I received a call from my mom the other night asking if I was “ok.” She had read my post about Robin Williams’ suicide and noticed that I seemed to have low energy when I took Katherine to meet my parents for breakfast a few days earlier. She was concerned about my well being, much like I get concerned about Katherine’s.
Am I ok?
The blunt answer is “no, I am not ok. I do not know that I will ever be ok again.” None of you want to read that. I am sorry to write it. Yet, that’s the truth.
My daughter, the light of my life, is regressing. In the absence of a miracle, she is expected to live only a handful of years, will become increasingly off-balance and immobile, and will experience frustration at losing her ability to do things she wants to do and did just months before (to be candid, she already is expressing such frustrations), and that is just the precursor to possible dementia, seizures, blindness, and an inability to swallow. Her speech will become harder (is already becoming harder?) to understand until she cannot speak at all.

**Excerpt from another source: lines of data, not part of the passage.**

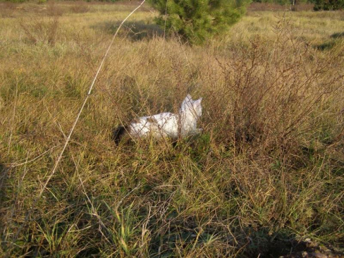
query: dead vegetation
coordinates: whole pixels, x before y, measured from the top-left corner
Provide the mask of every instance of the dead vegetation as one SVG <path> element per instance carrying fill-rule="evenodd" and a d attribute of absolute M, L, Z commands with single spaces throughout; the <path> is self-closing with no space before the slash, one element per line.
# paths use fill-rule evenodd
<path fill-rule="evenodd" d="M 21 6 L 21 21 L 0 20 L 2 254 L 275 257 L 307 238 L 341 253 L 344 45 L 331 38 L 343 32 L 340 12 L 252 12 L 202 47 L 123 33 L 12 243 L 108 46 L 107 25 L 132 7 Z M 136 14 L 138 28 L 154 16 Z M 114 126 L 175 112 L 187 93 L 204 98 L 201 136 L 175 147 L 111 142 Z"/>

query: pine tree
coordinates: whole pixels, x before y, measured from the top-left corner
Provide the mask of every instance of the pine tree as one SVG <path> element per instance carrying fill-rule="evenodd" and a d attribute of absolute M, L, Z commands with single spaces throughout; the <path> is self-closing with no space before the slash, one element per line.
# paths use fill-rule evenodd
<path fill-rule="evenodd" d="M 239 21 L 250 0 L 151 0 L 160 16 L 158 24 L 202 44 Z M 165 27 L 166 26 L 166 27 Z"/>

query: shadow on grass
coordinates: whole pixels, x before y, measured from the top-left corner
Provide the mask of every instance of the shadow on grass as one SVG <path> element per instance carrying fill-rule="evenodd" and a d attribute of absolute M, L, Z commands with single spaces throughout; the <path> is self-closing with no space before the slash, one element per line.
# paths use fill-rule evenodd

I have a recurring nightmare (what I am saying, these thoughts come to me in panic attacks in the day more often than at night) in which I go to work while Katherine is still asleep, so I do not get to say goodbye. By the time I get home, Katherine has lost her ability to talk. I will never again hear her say “I love you soooo much” or even “daddy.” I missed my last chance to hear these words while I was sitting at the desk at which I am now typing. At this very moment and as I am writing these very words, these thoughts are so real to me that my chest is tightening in panic and tears are welling in my eyes.
No, I am very much not ok.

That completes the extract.